RE: Character identities

From: Marco Cimarosti (marco.cimarosti@essetre.it)
Date: Fri Oct 25 2002 - 12:24:26 EDT

  • Next message: Magda Danish (Unicode): "FW: "Toned" Greek Capital Vocals"

    Marc Wilhelm Küster wrote:
    > At 14:04 25.10.2002 +0200, Kent Karlsson wrote:
    > >Font makers, please do not meddle with the authors intent
    > >(as reflected in the text of the document!). Just as it
    > >is inappropriate for font makers to use an ĝ glyph for ö
    > >(they are "the same", just slightly different derivations
    > >from "o^e"), it is just as inappropriate for font makers to
    > >use a "o^e" glyph for ö (by default in a Unicode font). Though
    > >in some sense the "same" they are still different enough for
    > >authors to care, and it is up to the document author/editor
    > >to decide, not the font maker.
    >
    > My wholehearted support!
    >
    > [...]
    >
    > For this reason it is quite impermissible to render the
    > combining letter small e as a diaeresis

    So far so good. There would be no reason for doing such a thing.

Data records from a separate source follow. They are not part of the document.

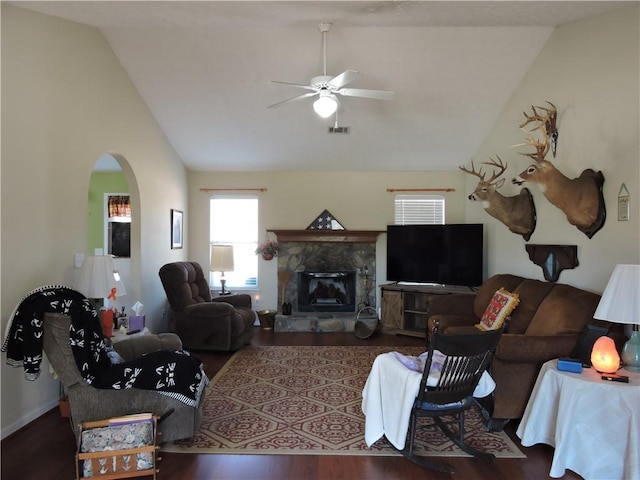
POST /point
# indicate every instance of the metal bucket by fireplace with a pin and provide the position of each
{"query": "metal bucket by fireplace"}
(367, 323)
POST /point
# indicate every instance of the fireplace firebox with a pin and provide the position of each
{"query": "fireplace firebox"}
(327, 291)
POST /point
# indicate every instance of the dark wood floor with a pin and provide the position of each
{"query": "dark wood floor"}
(45, 448)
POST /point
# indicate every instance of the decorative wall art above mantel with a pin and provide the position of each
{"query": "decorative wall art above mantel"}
(325, 221)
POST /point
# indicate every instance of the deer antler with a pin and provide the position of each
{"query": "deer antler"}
(478, 174)
(548, 120)
(499, 165)
(542, 147)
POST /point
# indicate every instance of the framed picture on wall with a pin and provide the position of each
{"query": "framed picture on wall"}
(177, 229)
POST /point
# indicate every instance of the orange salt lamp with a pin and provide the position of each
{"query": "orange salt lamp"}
(604, 356)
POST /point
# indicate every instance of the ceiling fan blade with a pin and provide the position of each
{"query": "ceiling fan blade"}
(360, 92)
(306, 87)
(344, 78)
(299, 97)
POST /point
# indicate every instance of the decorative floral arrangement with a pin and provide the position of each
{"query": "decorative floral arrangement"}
(268, 250)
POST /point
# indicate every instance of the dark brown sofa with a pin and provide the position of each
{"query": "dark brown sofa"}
(545, 325)
(202, 322)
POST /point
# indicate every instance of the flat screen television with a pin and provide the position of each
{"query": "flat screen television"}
(436, 254)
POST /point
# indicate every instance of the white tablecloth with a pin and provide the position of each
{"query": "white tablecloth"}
(592, 423)
(388, 396)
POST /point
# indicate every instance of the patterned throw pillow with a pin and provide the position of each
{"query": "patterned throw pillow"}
(499, 308)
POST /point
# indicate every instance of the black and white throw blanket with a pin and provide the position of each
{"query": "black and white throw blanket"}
(176, 374)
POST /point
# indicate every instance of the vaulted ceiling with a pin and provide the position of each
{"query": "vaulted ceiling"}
(204, 67)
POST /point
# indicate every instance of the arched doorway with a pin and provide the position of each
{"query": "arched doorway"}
(112, 175)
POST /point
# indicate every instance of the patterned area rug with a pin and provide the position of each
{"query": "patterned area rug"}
(307, 400)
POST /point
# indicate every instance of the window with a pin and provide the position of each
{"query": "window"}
(419, 209)
(234, 221)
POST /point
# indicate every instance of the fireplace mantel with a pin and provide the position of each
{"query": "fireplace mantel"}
(327, 235)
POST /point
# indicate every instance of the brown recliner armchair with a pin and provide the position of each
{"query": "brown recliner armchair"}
(204, 323)
(545, 325)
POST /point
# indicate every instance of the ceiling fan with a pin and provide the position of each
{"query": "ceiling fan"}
(327, 87)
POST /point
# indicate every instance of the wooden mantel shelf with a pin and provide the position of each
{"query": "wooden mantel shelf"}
(364, 236)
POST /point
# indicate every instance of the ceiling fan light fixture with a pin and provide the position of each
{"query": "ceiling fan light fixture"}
(326, 105)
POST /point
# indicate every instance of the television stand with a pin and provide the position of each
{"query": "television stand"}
(405, 307)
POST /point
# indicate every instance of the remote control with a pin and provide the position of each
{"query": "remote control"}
(616, 378)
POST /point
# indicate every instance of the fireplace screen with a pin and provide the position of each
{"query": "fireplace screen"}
(326, 291)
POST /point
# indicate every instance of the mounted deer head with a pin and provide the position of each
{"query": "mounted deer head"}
(518, 213)
(548, 121)
(580, 198)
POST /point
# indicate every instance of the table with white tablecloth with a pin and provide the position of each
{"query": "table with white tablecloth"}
(593, 424)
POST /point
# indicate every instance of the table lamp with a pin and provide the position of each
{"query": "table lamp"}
(222, 261)
(620, 303)
(99, 279)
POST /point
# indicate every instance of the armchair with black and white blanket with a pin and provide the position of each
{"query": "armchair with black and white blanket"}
(176, 374)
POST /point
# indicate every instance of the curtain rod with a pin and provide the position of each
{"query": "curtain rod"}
(233, 189)
(421, 189)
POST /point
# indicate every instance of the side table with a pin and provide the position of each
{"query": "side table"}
(593, 424)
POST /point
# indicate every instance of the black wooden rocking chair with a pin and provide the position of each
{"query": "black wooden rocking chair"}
(463, 359)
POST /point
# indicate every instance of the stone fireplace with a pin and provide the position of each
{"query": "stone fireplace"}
(326, 274)
(326, 291)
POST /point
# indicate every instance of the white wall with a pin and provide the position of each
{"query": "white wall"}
(358, 200)
(590, 71)
(65, 101)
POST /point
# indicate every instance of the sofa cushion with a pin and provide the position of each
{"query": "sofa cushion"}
(499, 308)
(565, 310)
(531, 293)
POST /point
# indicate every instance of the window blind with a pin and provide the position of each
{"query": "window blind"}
(419, 209)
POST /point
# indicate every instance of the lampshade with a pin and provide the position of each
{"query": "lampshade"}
(221, 258)
(100, 279)
(620, 303)
(326, 105)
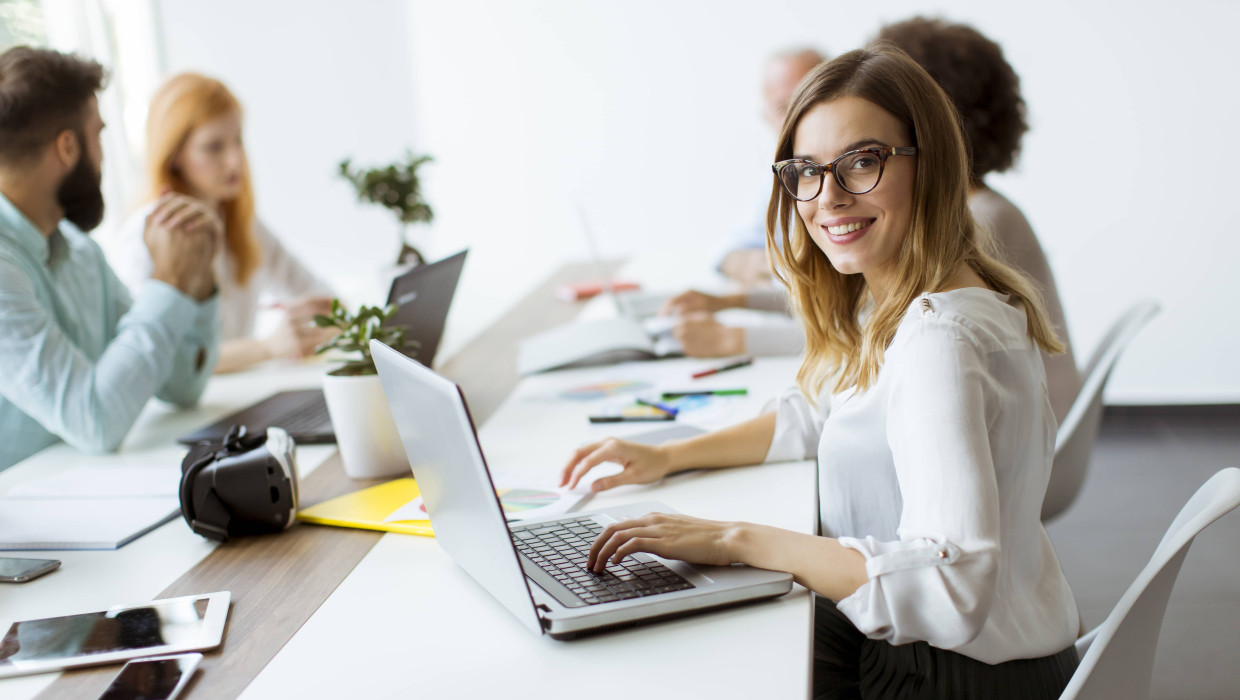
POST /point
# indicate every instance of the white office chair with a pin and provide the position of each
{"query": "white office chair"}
(1074, 444)
(1117, 657)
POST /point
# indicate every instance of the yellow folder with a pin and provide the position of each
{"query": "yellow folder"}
(366, 509)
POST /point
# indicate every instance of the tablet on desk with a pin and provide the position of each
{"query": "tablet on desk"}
(115, 634)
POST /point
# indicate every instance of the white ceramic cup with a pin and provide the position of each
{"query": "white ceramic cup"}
(370, 445)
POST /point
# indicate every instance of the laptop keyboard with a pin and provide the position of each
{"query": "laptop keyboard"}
(305, 420)
(562, 548)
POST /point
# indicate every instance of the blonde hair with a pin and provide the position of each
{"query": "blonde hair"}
(182, 104)
(941, 236)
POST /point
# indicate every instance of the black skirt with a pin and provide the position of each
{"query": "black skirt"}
(850, 665)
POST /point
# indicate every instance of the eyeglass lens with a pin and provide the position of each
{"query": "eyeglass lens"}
(857, 174)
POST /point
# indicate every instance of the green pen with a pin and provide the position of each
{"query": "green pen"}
(706, 393)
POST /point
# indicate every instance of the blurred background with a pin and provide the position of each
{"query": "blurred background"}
(646, 118)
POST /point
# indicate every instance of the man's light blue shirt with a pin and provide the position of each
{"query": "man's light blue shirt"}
(78, 357)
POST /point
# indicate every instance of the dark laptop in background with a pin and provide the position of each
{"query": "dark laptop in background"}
(423, 296)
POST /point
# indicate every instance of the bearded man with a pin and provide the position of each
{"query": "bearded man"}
(79, 357)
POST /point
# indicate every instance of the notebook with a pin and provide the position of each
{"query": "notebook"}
(536, 568)
(81, 523)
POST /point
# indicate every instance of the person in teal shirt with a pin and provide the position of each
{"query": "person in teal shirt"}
(78, 356)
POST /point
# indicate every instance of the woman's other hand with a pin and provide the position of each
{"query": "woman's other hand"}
(642, 463)
(702, 336)
(667, 535)
(698, 301)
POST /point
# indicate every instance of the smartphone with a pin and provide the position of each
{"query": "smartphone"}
(14, 570)
(156, 678)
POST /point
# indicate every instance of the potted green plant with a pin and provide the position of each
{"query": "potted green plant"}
(370, 445)
(397, 187)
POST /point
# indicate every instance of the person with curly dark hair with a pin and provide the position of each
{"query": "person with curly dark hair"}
(986, 92)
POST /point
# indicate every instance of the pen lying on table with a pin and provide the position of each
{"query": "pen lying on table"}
(737, 364)
(706, 393)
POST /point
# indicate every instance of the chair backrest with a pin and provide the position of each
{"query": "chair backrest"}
(1117, 657)
(1074, 442)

    If the author of a scholarly work used U+0364 (COMBINING LATIN SMALL LETTER
    E), this character should be displayed as either a letter "e" superscript to
    the base letter, or as an empty square (for fonts not caring about that
    character).

    > or, for that matter, the diaeresis as a combining
    > letter small e (however, you see the latter version
    > sometimes, very infrequently, in advertisement).

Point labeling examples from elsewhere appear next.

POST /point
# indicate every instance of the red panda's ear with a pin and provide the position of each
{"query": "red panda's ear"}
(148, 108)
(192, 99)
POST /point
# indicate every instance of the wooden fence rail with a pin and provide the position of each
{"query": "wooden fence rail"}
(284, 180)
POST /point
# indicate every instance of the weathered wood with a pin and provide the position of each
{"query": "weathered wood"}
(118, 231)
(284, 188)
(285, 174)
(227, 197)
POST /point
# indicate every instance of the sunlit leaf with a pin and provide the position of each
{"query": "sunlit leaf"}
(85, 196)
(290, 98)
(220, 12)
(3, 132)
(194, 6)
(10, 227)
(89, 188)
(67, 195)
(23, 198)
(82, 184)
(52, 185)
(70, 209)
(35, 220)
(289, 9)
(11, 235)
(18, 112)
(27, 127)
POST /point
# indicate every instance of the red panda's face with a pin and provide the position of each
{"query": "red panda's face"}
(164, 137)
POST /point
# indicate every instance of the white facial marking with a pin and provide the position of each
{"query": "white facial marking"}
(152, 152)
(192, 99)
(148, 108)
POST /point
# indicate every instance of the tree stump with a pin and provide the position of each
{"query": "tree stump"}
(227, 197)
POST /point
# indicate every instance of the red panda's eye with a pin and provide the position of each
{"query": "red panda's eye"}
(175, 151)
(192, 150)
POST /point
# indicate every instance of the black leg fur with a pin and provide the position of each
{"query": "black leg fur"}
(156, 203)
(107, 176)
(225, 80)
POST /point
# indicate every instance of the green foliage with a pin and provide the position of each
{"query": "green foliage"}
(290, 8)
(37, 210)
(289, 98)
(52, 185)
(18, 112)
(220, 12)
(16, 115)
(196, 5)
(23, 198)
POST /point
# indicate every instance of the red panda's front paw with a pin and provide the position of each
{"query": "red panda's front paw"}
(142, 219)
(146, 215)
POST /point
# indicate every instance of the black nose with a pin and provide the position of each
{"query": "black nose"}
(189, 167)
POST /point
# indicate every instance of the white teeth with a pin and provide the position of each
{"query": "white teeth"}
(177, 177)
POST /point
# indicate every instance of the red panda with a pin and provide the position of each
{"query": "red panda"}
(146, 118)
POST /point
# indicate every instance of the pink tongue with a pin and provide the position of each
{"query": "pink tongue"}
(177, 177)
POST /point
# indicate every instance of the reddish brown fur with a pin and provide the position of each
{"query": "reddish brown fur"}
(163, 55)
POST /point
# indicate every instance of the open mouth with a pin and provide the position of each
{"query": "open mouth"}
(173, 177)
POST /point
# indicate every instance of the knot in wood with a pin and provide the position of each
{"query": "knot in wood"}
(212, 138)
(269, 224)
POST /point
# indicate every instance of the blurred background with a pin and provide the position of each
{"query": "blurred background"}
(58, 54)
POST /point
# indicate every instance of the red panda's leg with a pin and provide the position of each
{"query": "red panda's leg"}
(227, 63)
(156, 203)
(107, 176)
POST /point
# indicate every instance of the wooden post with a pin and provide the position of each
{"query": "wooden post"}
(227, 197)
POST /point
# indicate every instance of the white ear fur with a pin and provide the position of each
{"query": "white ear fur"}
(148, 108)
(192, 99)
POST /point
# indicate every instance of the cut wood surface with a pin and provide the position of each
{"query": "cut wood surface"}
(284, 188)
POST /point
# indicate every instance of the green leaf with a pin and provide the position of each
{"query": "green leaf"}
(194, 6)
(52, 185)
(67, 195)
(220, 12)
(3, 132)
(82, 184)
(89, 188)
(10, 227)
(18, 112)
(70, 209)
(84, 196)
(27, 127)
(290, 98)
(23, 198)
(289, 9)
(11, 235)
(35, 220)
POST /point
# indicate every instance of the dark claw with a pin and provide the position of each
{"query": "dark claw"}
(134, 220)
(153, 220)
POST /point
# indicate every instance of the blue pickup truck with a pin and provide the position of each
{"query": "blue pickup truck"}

    This is the case I though we were discussing, and it is a very different
    case.

    Standing Keld's opinion and Marc's wholehearted support, it follows that
    those infrequent advertisements should be encoded using U+0364...

    But U+0364 (COMBINING LATIN SMALL LETTER E) belongs to a small collection of
    "Medieval superscript letter diactrics", which is supposed to "appear
    primarily in medieval Germanic manuscripts", or to reproduce "some usage as
    late as the 19th century in some languages".

    Using such a character to encode 21st century advertisements is doomed to
    cause problems:

    1) The glyph for U+0364 is more likely found in the font collection of the
    Faculty of Germanic Studies that on the PC of people wishing to read the
    advertisement for "Ye Olde Küster Pub". So, most people will be unable to
    view the advertisement correctly.

    2) The designer of the advertisement will be unable to use his spell-checker
    and hyphenator on the advertisement's text.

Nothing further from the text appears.